When deciding where a person’s centre of interest lies, local authorities should consider:[21]

  • where the person's home is

  • what family ties they have in the UK or abroad

  • where their bank account and assets are

  • any club memberships

A person can be habitually resident even if they own a property abroad that they do not intend to sell.[22] Local authorities should look at where a person has their home.
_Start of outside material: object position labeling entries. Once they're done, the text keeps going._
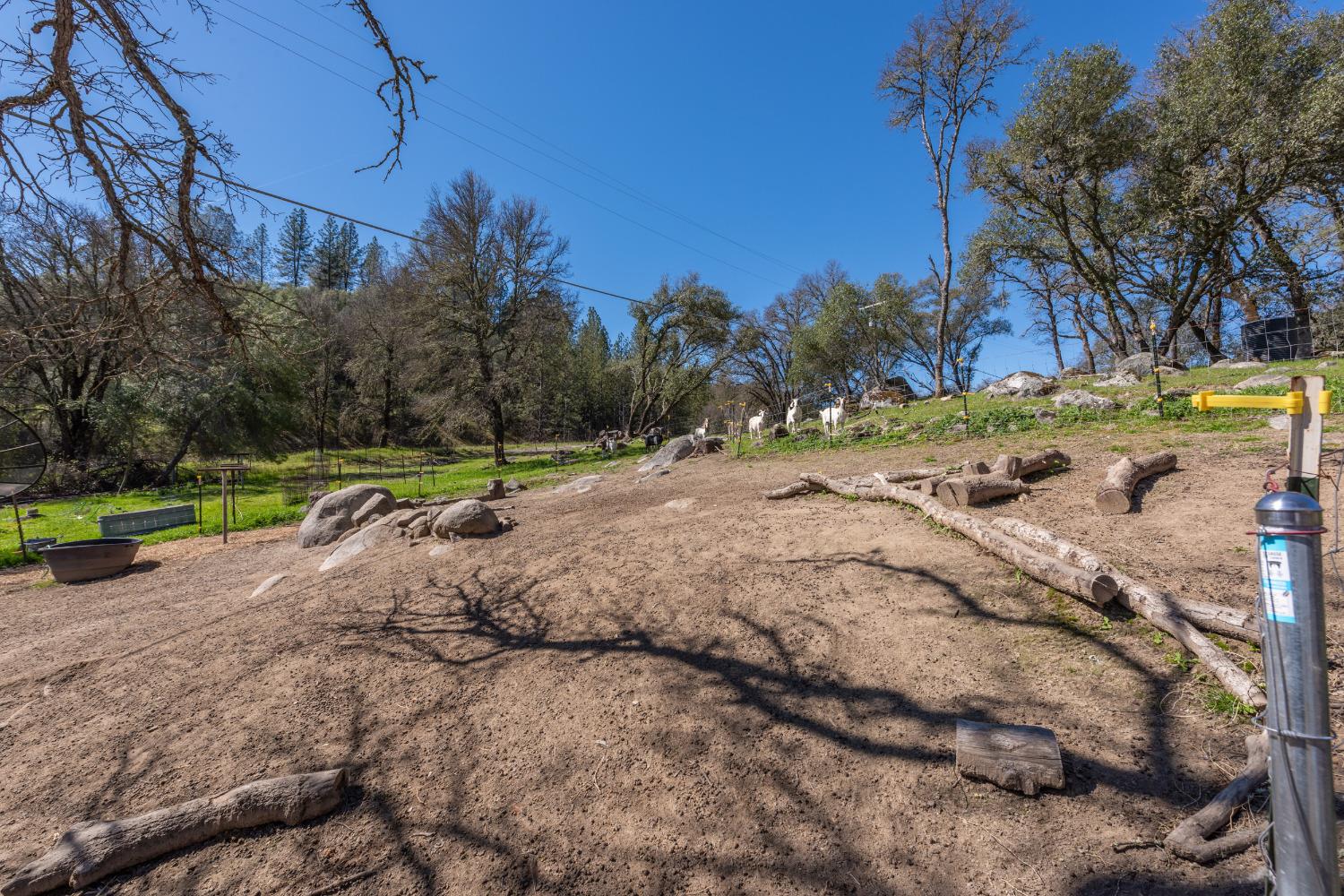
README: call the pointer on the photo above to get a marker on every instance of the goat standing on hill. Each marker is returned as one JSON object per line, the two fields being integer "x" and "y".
{"x": 832, "y": 418}
{"x": 755, "y": 425}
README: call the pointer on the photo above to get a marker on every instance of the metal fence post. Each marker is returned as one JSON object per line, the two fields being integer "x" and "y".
{"x": 1297, "y": 713}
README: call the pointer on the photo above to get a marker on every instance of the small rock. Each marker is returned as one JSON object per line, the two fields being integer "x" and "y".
{"x": 1081, "y": 398}
{"x": 1262, "y": 379}
{"x": 1021, "y": 384}
{"x": 268, "y": 584}
{"x": 465, "y": 517}
{"x": 582, "y": 484}
{"x": 1117, "y": 379}
{"x": 357, "y": 544}
{"x": 1142, "y": 365}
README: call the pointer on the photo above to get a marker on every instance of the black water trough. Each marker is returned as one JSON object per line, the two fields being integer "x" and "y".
{"x": 90, "y": 559}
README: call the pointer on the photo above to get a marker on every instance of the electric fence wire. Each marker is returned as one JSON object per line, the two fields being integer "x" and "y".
{"x": 483, "y": 147}
{"x": 596, "y": 174}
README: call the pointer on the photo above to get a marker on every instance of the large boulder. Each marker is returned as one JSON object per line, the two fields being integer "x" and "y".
{"x": 1142, "y": 365}
{"x": 333, "y": 514}
{"x": 1080, "y": 398}
{"x": 1021, "y": 384}
{"x": 669, "y": 452}
{"x": 894, "y": 392}
{"x": 373, "y": 508}
{"x": 465, "y": 517}
{"x": 1262, "y": 379}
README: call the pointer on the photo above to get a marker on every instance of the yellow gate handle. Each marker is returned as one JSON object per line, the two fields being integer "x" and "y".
{"x": 1290, "y": 403}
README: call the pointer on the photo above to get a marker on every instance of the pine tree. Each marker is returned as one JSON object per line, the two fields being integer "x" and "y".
{"x": 258, "y": 254}
{"x": 296, "y": 246}
{"x": 351, "y": 255}
{"x": 325, "y": 269}
{"x": 373, "y": 268}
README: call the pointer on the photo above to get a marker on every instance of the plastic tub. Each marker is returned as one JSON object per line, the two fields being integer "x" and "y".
{"x": 90, "y": 559}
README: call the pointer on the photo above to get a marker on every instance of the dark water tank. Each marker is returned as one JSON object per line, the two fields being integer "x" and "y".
{"x": 1276, "y": 339}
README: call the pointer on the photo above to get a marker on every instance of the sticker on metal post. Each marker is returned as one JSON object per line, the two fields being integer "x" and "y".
{"x": 1276, "y": 579}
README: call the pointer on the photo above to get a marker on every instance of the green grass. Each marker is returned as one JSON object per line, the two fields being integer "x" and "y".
{"x": 937, "y": 422}
{"x": 261, "y": 500}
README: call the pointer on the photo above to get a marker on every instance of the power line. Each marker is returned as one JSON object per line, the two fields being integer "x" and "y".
{"x": 610, "y": 180}
{"x": 500, "y": 156}
{"x": 238, "y": 185}
{"x": 300, "y": 203}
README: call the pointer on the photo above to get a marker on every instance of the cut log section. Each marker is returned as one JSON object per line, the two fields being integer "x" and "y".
{"x": 1190, "y": 839}
{"x": 1008, "y": 465}
{"x": 94, "y": 849}
{"x": 892, "y": 477}
{"x": 1159, "y": 607}
{"x": 1021, "y": 758}
{"x": 978, "y": 489}
{"x": 1116, "y": 492}
{"x": 1043, "y": 461}
{"x": 1094, "y": 587}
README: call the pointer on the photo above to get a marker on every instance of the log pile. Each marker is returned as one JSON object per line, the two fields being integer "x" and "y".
{"x": 1116, "y": 492}
{"x": 1081, "y": 573}
{"x": 978, "y": 481}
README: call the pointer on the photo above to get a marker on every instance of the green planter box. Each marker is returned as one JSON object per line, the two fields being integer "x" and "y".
{"x": 113, "y": 525}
Last updated: 26 April 2021

Footnotes

  • [1]

    s. 1(3) Immigration Act 1971

  • [2]

    para 7.21 Chapter 7 Homelessness Code of Guidance MHCLG, Feb 2018.

  • [3]

    reg 6(1)(a) Allocation of Housing and Homelessness (Eligibility)(England) Regulations 2006 SI 2006/1294 January 13, 2021, 4:01 PM

  • [4]

    reg 6(2)(g) Allocation of Housing and Homelessness (Eligibility)(England) Regulations 2006 SI 2006/1294

  • [5]

    reg 6(2) Allocation of Housing and Homelessness (Eligibility)(England) Regulations 2006 SI 2006/1294

  • [6]

    reg 6(2)(e) Allocation of Housing and Homelessness (Eligibility)(England) Regulations 2006 SI 2006/1294

  • [7]

    para 1, annex 1, Homelessness Code of Guidance MHCLG, Feb 2018.

  • [8]

    paras 10 – 21, annex 1, Homelessness Code of Guidance, MHCLG, Feb 2018.

  • [9]

    Mangion v London Borough of Lewisham [2008] EWCA Civ 1642, Simpson-Lowe v Croydon BC [2012] EWCA Civ 131

  • [10]

    R (on the application of Paul-Coker) v London Borough of Southwark [2006] EWHC 497 (Admin)

  • [11]

    para 14, annex 1, Homelessness Code of Guidance MHCLG, Feb 2018.

  • [12]

    Nessa v Chief Adjudication Officer [1999]1 WLR 1937, HL.

  • [13]

    para 14, annex 1, Homelessness Code of Guidance MHCLG, Feb 2018.

  • [14]

    Re F (A Minor) (Child Abduction) [1992] 1 FLR 548.

  • [15]

    annex 1, para 7 Homelessness Code of Guidance, MHCLG, Feb 2018; see also Swaddling v Adjudication Officer [1999] All ER (EC) 217.

  • [16]

    annex 8, para 7 Homelessness Code of Guidance, MHCLG, Feb 2018; see also Swaddling v Adjudication Officer [1999] All ER (EC) 217.

  • [17]

    HB/CTB Circular A22/2010, Department for Work and Pensions.

  • [18]

    Shah v Barnet LBC [1983] 2 AC 309; [1983] 1 All ER 226. This case refers to ‘ordinary residence’, however the two terms have been described as interchangeable in practice – see R (on the application of Paul-Coker) v London Borough of Southwark - [2006] EWHC 497 (Admin)

  • [19]

    para 5, annex 1, Homelessness Code of Guidance, MHCLG, Feb 2018.

  • [20]

    para 3, annex 1, Homelessness Code of Guidance, MHCLG, Feb 2018.

  • [21]

    para 19, annex 1, Homelessness Code of Guidance, MHCLG, Feb 2018.

  • [22]

    para 21, annex 1, Homelessness Code of Guidance, MHCLG, Feb 2018.